3. The application according to claim 2, characterized in that, E1) The nucleic acid molecule is composed of a nucleic acid molecule encoding protein 1 of claim 1 and a nucleic acid molecule encoding protein 2 of claim 1, wherein: The nucleic acid molecule encoding protein 1 as described in claim 1 is any one of the following: F1) The coding sequence is the DNA molecule of SEQ ID NO:1; F2) The nucleotide sequence is a DNA molecule of SEQ ID NO:1 or SEQ ID NO:5; The nucleic acid molecule encoding protein 2 as described in claim 1 is any one of the following: The coding sequence of G1 is the DNA molecule of SEQ ID NO:2; The G2 nucleotide sequence is a DNA molecule with SEQ ID NO:2 or SEQ ID NO:
6.
4. The use of a substance for reducing the activity and / or content of the protein of claim 1 in any of the following: Application of H1 in regulating plant seed size; Application of H2 in regulating plant seed weight; Application of H3 in regulating plant yield; Application of H4 in the cultivation of plants with altered seed size, seed weight and / or yield; Applications of H5 in molecular breeding for improving seed size, seed weight and / or yield, or in germplasm resource improvement related to seed size, seed weight and / or yield.
5. The application according to claim 4, characterized in that, The substance includes substances that inhibit the replication, transcription, translation, post-transcriptional modification, and / or post-translational modification of nucleic acid molecules encoding the protein of claim 1.
6. The application according to claim 4 or 5, characterized in that, The substance is sgRNA or a CRISPR / Cas9 system containing said sgRNA, wherein said sgRNA targets the gene encoding the protein of claim 1.
7. A method for cultivating transgenic plants, characterized in that, The method includes reducing the content and / or activity of the protein described in claim 1 in the target plant to obtain plants with increased seed size, seed weight, and / or yield.

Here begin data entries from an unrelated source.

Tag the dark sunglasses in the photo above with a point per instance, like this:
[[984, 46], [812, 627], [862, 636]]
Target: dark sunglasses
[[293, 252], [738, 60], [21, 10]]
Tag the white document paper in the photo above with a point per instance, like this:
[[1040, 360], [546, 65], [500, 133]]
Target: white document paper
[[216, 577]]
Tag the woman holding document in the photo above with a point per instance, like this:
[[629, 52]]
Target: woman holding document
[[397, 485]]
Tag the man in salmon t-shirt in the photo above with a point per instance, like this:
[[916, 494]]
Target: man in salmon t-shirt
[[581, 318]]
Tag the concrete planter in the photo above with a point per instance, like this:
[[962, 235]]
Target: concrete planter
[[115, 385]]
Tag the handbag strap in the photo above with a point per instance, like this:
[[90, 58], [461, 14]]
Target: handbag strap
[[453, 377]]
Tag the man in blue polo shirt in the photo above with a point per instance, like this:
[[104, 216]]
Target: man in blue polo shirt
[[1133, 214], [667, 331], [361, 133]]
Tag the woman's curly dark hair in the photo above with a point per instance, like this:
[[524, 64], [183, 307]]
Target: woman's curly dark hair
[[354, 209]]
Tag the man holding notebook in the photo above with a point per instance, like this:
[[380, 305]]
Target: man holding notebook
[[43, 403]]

8. The method according to claim 7, characterized in that, The reduction of the content and / or activity of the protein described in claim 1 in the target plant is achieved by reducing the expression level of the gene encoding the protein in the target plant.
9. The method according to claim 8, characterized in that, The reduction of the expression level of the protein-coding gene in the target plant is performed using a CRISPR / Cas9 system, which includes sgRNA targeting the protein-coding gene of claim 1.
10. The application according to any one of claims 1-6 or the method according to any one of claims 7-9, characterized in that, The plant is any one of the following: K1) Dicotyledons; K2) Leguminosae (family legumes); K3) Soybean (Glycine) species.